What is a great circle map?
A great circle map plots the shortest path between two points on the Earth's surface. Because the Earth is a sphere, the shortest route between two airports isn't a straight line on a flat map — it's an arc of a "great circle": a circle whose center passes through the center of the Earth. The equator and every line of longitude are great circles; the shortest route between any two cities follows one.
Why do flight routes look curved?
On common flat map projections (like Mercator), great circle routes appear to bow toward the poles. A flight from New York to Tokyo looks like it detours over Alaska — but that arc is actually the most direct track, thousands of miles shorter than the "straight" line on the flat map. That's why airliners crossing the Atlantic or Pacific fly what looks like a curve: they're flying the great circle.
Great circle distance
The great circle distance is the length of that shortest arc, usually quoted in nautical miles (nm) in aviation, or in miles and kilometers for everyone else. It's the baseline airlines and route planners use for range, block time, and fuel estimates. You can look up popular route distances or plot any pair of airports on the great circle map.
How to use this great circle mapper
Enter airports or routes in the search box on the home page.

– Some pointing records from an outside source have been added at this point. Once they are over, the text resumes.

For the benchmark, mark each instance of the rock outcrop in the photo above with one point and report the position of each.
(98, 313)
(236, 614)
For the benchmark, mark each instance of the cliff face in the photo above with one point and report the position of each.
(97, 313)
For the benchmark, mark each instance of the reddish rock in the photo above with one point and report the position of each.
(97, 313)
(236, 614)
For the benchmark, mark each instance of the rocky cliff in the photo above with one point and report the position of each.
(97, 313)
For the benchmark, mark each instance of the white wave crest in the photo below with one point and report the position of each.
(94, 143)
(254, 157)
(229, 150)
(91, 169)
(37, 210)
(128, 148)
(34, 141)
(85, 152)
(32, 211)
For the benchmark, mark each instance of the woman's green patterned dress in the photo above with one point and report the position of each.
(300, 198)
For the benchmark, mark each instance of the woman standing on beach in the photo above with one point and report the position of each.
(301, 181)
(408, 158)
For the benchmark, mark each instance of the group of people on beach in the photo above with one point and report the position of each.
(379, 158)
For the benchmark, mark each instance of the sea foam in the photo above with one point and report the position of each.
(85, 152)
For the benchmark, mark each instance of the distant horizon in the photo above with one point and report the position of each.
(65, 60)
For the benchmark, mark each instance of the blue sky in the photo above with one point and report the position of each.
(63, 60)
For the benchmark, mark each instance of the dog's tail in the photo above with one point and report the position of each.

The mapper accepts IATA codes (SFO-JFK), "to" phrasing (JFK to NRT), city names
(London-Paris), multi-stop routes (SFO-NRT-HND-ICN), and comma-separated
combinations. Each leg is drawn as a great circle arc with its distance in nautical miles, and the URL
updates so you can share the exact map.
gcmap, GC map, great circle mapper — same idea
Aviation enthusiasts have long shortened "great circle map" to gcmap or GC map. Whatever you call it, gcmap.io is a free, modern great circle mapper: interactive, mobile-friendly, secure, and fast — no signup required.